Nights, lately, we coyotes have spent on the move, too hot, too restless to sleep. At the end of one such, I dogtrotted to Nepean Point at sunrise. Near the base of Champlain's statue, I settled on my hind legs, panting a little, thinking to watch the shadows of the bridges shorten on the moving water.
"Nice view, isn't it?" said a near voice.
I was surprised. Not too many people actually see semi-mythical coyotes in this city. They usually dismiss us as figments of imagination. We encourage this, and in fact know a few small charms to help it along. This was an unusual person. I looked over my shoulder into a very tanned face with intelligent eyes.
"It is," I agreed, turning, taking in details of the man in the shade of the statue's plinth: clean copper-sand hair as dark and weatherbeaten as his skin, shabby-neat clothes, open book overturned beside him, indeterminate age, relaxed raffish air. In the growing brightness over his shoulder was Parliament Hill, clouds piling over it into a sky the same deep blue as his eyes.
"I like to catch the breeze off the river about this time of day," he offered.
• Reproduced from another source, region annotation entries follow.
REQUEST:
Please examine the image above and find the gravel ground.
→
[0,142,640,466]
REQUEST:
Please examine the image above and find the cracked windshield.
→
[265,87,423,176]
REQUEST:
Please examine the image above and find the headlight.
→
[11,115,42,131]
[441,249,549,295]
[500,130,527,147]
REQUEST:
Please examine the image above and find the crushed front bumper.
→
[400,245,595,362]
"It's good," I agreed. "In this heat." I pointed my pointy nose into a scrap of moving air and sniffed gratefully.
"I like the heat," he said. "I spend six months a year cursing the cold."
Then, seeing I wasn't quite poised to flit, as we coyotes often are wont, he began to talk. He seemed have traveled and to know about minerals. He told stories about planting gardens in glacial sand deposits in the Arctic, of holding huge black onyxes in his hands, of illegally moiling for opals in the Australian outback, of diving for emeralds at the bases of South American waterfalls.
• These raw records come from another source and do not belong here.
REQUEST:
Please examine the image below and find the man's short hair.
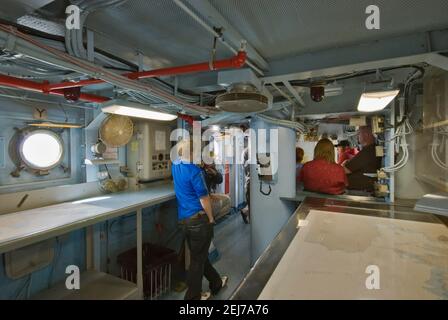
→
[176,138,193,159]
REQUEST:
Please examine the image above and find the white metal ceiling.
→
[87,0,232,68]
[0,0,448,74]
[210,0,448,59]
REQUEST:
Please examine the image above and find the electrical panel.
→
[127,121,171,182]
[257,153,275,182]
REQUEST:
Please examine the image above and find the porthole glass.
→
[20,130,64,170]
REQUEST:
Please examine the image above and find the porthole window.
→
[19,130,64,170]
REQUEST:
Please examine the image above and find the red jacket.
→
[298,160,348,195]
His current state suggested none had stayed in his hands, if ever he'd held them. He was obviously knowledgeable and intelligent, but there was hazy point in each story where the facts as I understood them seemed to drag their anchors and begin to drift.
It also might be that he was being completely truthful about the way he saw the world. I did not see fit to get into this. It might, I decided, seem a touch rich coming from a six-odd-millenia-old, semimythical talking dog. Who's not really from around these parts.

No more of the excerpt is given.